Training

Training#

The goal of this project is to learn a similarity metric that can be used to compare images based on their dominant colors. This involves training a neural network to learn a mapping from images to a shared embedding space, where images with similar dominant colors are close together in that space. Specifically, the neural network receives the features extracted from the images as input, processes them through a series of fully-connected layers, and outputs embedding vectors of a fixed length.

Loss function#

The loss function used in this project is the triplet loss, which takes the following inputs.

Anchor: The embedding of an image.
Positive: The embedding of an image with similar dominant colors to the anchor.
Negative: The embedding of an image with dissimilar dominant colors from the anchor.

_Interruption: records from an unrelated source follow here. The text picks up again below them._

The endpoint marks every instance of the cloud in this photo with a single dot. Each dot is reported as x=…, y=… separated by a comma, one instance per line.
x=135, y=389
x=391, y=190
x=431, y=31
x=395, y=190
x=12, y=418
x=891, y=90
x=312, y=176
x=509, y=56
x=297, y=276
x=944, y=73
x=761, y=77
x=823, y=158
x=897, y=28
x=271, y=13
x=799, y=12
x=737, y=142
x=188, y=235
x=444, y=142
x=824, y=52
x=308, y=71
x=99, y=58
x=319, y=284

The triplet loss explicitly encourages the neural network to position the anchor embedding closer to the positive embedding than to the negative embedding by at least a fixed margin. This encourages the model to learn an embedding space in which images sharing similar dominant colors are grouped together, facilitating effective image retrieval.

Note

Refer to the Triplet Loss tutorial for a detailed explanation of the triplet loss and its implementation.

Implementation details#

The dimensionality of the embedding space is chosen based on the complexity of the task. Typical dimensions range from 100 to 500.
A fully connected network is used to generate embeddings from image features. A common architecture might consist of two hidden layers with 512 and 256 units, respectively, followed by a final layer that outputs the embedding vector. The hidden layers can use ReLU activation functions, but the final layer should not have an activation function to allow for a continuous range of output values.
Optionally, you may include batch normalization layers to stabilize training, and dropout layers to prevent overfitting.
The output of the network is normalized to produce unit-length vectors, ensuring that all embeddings are comparable in the shared space. Make sure to apply the normalization along the last dimension of the output tensor.

Training loop#

The training process is similar to the one explained in the Triplet Loss tutorial.

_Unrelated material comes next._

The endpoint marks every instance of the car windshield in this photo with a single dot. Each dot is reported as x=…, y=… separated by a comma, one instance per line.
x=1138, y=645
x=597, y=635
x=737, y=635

You have a classification dataset with features and labels that are loaded in batches.
The features are passed through the neural network to generate embeddings.
The triplet loss receives the embeddings and the corresponding labels. Triplets of anchor, positive, and negative samples are generated based on the labels.

Your job here is to adapt the code from the triplet loss tutorial and choose the appropriate hyperparameters for the training process, such as the batch size, learning rate, and number of epochs. You also need to choose/compare the mining strategy for generating triplets (batch-hard or batch-all).